Having a consistent web presence is important for two things:
- Search engine optimization (SEO)
- Building trust with potential clients
When potential clients find you somewhere on the web (wether a directory like this one or an old social media profile), and clickthrough to a website that’s no longer up…something doesn’t sit well with that person.
Eeew… I don’t like the look of that!
Now, it could be you simply changed your domain name or you joined another firm. In this article we’re going go over why it’s a good idea to keep those old domain names and websites up!
A long, consistent history in the search engines is a GOOD thing
Generally, the longer your domain says online (and without service interruptions), the better you’ll do in the search engines. Websites that stay up for years build trust in search engines like Google, Yahoo and Bing.
If a search engine can count on always finding your content in their index, then that’s a great reason to keep sending search engine users to it. Also, the longer your content stays up, the more likely it is to get to linked to from other websites – another search engine boost.
Here are some other tips to help you make the most of your old content:
- Don’t be afraid to add to old webpages or update them. Updating content regularly keeps the search engines coming back. It also keeps your content from getting stale or outdated.
- Look at your top performing content to create new variations. Perhaps you created articles that can be expanded on by creating similar topics from them. Think of frequently asked questions and come up with variations of similar and related questions.
Your Old Website Content Is Gold
Old content is gold. It’s ages like wine.
Like we said in the previous section – old content get more links over time, and continue to attract traffic for years to come. One article published today can bring in a consistent stream of people to your site as long as it’s up.

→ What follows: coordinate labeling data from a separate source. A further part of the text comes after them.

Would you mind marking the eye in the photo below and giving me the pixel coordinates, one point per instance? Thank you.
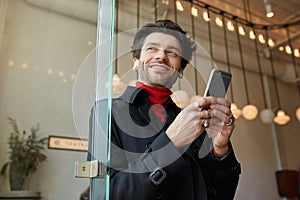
(151, 49)
(172, 53)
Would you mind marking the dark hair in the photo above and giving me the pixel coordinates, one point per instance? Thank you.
(167, 27)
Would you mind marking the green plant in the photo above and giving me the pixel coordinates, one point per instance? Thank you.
(26, 151)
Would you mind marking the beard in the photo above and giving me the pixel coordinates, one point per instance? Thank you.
(165, 79)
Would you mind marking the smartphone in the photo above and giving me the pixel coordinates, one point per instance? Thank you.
(218, 83)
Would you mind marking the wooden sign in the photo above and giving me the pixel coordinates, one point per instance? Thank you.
(67, 143)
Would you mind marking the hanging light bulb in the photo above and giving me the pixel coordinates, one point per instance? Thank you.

And to be extra clear, old content consists of:
- Webpages (we specifically mean URLs, e.g.www.mywebsite.com/what-to-do-if-you-get-a-dui)
- Images and Infographics
- Videos (if self hosted)
So whatever you do, try not to:
- Delete webpages
- Move webpages
- Change your URLs
- Change your domain name
- Let your domain name OR web hosting expire
- Delete or move images, PDFs or infographics
If you must move webpages, be sure to hire a professional web developer skilled in SEO to handle the transition. They can implement search engine friendly redirects to make sure the content is moved without hurting your SEO performance.
IMPORTANT: If you’re moving to an entirely new domain name, then you will probably want to keep the old domain continually hosted so that the redirects can continue to work.
Tip: Use PayPal to Pay for Your Web Hosting and Domain Names
Most (probably all) web hosting and domain name registrars allow for automatic payment renewal. You can obviously put this on a credit card, but when your credit card expires, many people don’t see the email from the hosting/registrar company or just get too busy to deal with it. Especially if they’re an attorney.
Then your site goes down.
Google comes back to re-index your site and sees that it’s no longer up and drops all your webpages from the index. Ugh.
If you use PayPal, the domain names and web hosting can be billed every year with less chance of service interruptions. Regardless if your credit card on file expires, your PayPal account can still be charged and the likelihood of an email from PayPal reaching you is higher.
So Keep Your Website Up!
It’s probably a good idea to login to your web hosting and domain name registrar right now to make sure your properties are not about to expire. Update your credit card info or see if you can switch to paying with PayPal.